"After our thorough evaluation of the CMO portfolio, including the substantial level of prepayments received in recent months as well as those expected to continue for the foreseeable future, we recorded an adjustment of $16 million to accelerate the premium amortization," said Mr. Norwood. "With this adjustment, the remaining premium has been reduced to $74 million, or 1.6% of par at December 31, 2012, significantly reducing potential future volatility in our CMO yields."

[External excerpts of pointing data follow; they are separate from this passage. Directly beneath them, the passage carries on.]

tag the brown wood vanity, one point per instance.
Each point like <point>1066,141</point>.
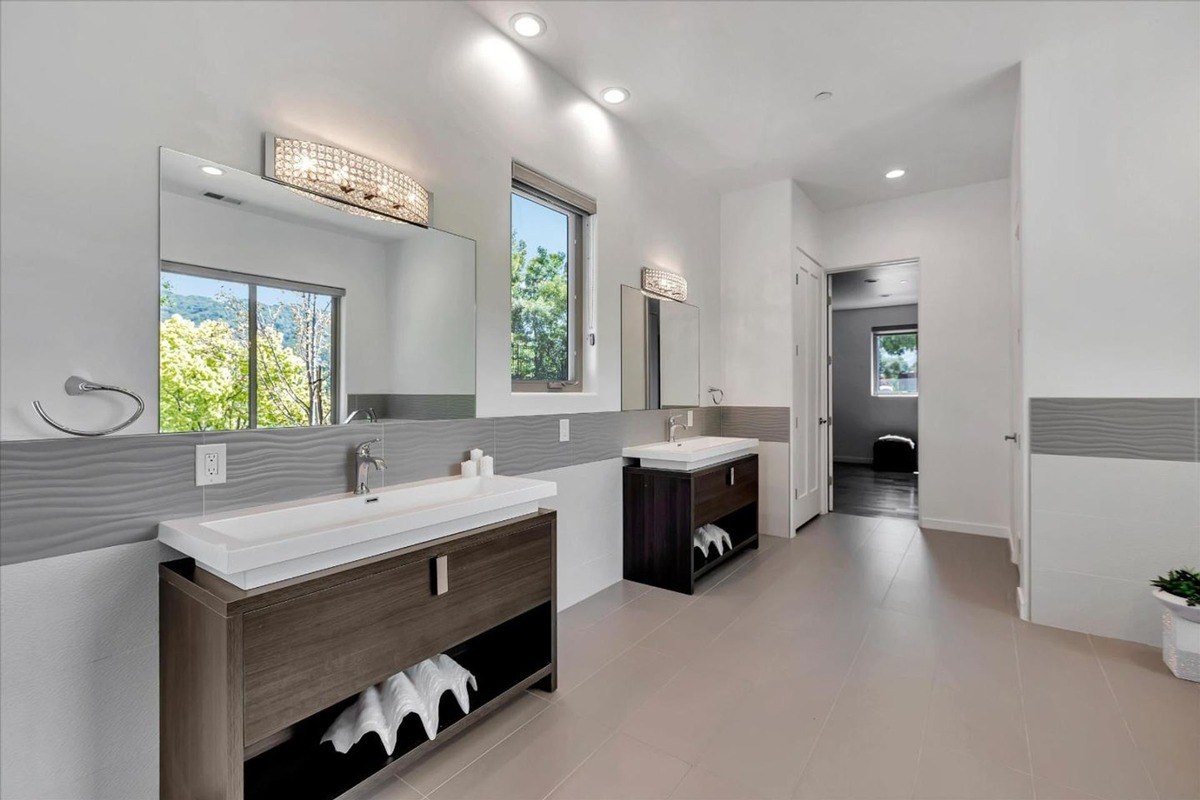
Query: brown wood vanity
<point>663,507</point>
<point>250,679</point>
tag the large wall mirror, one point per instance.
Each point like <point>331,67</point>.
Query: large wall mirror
<point>659,352</point>
<point>279,311</point>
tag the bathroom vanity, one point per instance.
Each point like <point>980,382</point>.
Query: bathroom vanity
<point>252,678</point>
<point>678,487</point>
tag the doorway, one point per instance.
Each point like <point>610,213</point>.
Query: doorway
<point>873,341</point>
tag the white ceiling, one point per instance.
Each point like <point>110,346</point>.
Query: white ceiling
<point>892,284</point>
<point>726,88</point>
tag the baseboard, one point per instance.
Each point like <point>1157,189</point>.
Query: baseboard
<point>959,527</point>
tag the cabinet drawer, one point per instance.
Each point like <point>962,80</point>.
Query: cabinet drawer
<point>725,488</point>
<point>306,654</point>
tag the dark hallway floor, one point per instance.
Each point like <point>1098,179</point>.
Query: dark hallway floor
<point>859,489</point>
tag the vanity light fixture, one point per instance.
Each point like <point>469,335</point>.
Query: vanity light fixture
<point>613,95</point>
<point>664,283</point>
<point>527,24</point>
<point>346,180</point>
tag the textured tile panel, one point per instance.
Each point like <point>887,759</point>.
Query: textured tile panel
<point>287,464</point>
<point>65,495</point>
<point>529,444</point>
<point>419,450</point>
<point>762,422</point>
<point>1159,428</point>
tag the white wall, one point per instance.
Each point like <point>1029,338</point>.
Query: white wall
<point>960,238</point>
<point>91,90</point>
<point>431,296</point>
<point>1110,251</point>
<point>861,416</point>
<point>90,94</point>
<point>761,228</point>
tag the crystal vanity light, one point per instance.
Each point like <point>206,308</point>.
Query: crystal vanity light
<point>346,180</point>
<point>664,283</point>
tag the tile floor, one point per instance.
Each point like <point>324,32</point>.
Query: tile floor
<point>863,659</point>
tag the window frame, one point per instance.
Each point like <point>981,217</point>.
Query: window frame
<point>580,212</point>
<point>892,330</point>
<point>252,282</point>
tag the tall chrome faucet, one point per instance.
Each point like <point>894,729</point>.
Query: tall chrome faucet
<point>363,462</point>
<point>676,422</point>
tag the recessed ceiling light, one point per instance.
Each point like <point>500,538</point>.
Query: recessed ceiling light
<point>527,24</point>
<point>613,95</point>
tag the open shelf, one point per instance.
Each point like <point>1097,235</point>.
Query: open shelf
<point>505,661</point>
<point>743,528</point>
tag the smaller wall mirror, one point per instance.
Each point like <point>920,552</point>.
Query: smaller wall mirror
<point>659,352</point>
<point>279,311</point>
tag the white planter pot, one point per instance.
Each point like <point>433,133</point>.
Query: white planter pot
<point>1181,636</point>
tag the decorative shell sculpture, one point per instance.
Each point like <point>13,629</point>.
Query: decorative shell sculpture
<point>382,708</point>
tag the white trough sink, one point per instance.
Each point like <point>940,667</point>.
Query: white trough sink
<point>689,455</point>
<point>252,547</point>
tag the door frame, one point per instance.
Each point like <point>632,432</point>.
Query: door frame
<point>827,347</point>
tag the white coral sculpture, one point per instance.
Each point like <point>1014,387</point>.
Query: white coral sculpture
<point>418,690</point>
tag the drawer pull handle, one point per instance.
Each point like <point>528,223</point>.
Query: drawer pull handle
<point>441,573</point>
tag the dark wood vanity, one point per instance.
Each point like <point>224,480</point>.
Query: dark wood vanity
<point>251,679</point>
<point>664,507</point>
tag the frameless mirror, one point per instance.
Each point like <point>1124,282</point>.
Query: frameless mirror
<point>659,352</point>
<point>279,310</point>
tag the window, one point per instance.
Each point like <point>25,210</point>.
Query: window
<point>894,362</point>
<point>220,371</point>
<point>551,227</point>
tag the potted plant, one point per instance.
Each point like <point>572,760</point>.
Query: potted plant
<point>1179,593</point>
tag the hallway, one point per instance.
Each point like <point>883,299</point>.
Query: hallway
<point>863,659</point>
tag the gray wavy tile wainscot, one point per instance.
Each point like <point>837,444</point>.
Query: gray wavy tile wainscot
<point>762,422</point>
<point>66,495</point>
<point>595,437</point>
<point>419,450</point>
<point>285,464</point>
<point>1157,428</point>
<point>529,444</point>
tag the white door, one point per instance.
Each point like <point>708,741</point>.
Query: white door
<point>808,308</point>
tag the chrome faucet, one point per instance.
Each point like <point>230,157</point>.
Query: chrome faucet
<point>363,462</point>
<point>676,422</point>
<point>367,413</point>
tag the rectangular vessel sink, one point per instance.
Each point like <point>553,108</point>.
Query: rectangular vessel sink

At December 31, 2012, the allowance for loan losses was $162.5 million, compared to $149.9 million at September 30, 2012. Information for both the originated and acquired portfolios follows.
|Q4 2012||Q3 2012|
|$ in millions||Originated||Acquired||Total||Originated||Acquired||Total|
|Provision for loan losses*||$ 21.3||$ 0.2||$ 21.5||$ 21.4||$ 0.4||$ 21.8|
|NCOs/ Avg Loans||0.24%||0.08%||0.18%||0.30%||0.06%||0.21%|
|Total loans**||$ 13,372||$ 6,514||$ 19,710||$ 12,233||$ 7,086||$ 19,106|
|(*) Excludes provision for unfunded commitments of $0.5 million and $0.4 million in 4Q12 and 3Q12, respectively|
|(**) Acquired loans before associated credit discount; see accompanying tables for further information|
Originated loansThe provision for loan losses on originated loans totaled $21.3 million, unchanged from the prior quarter. This provision included $13.7 million to support sequential originated loan growth of $1.1 billion and $7.6 million to cover net charge-offs. Net charge-offs equaled 24 basis points of average originated loans in the fourth quarter of 2012, a six basis points improvement from the prior quarter.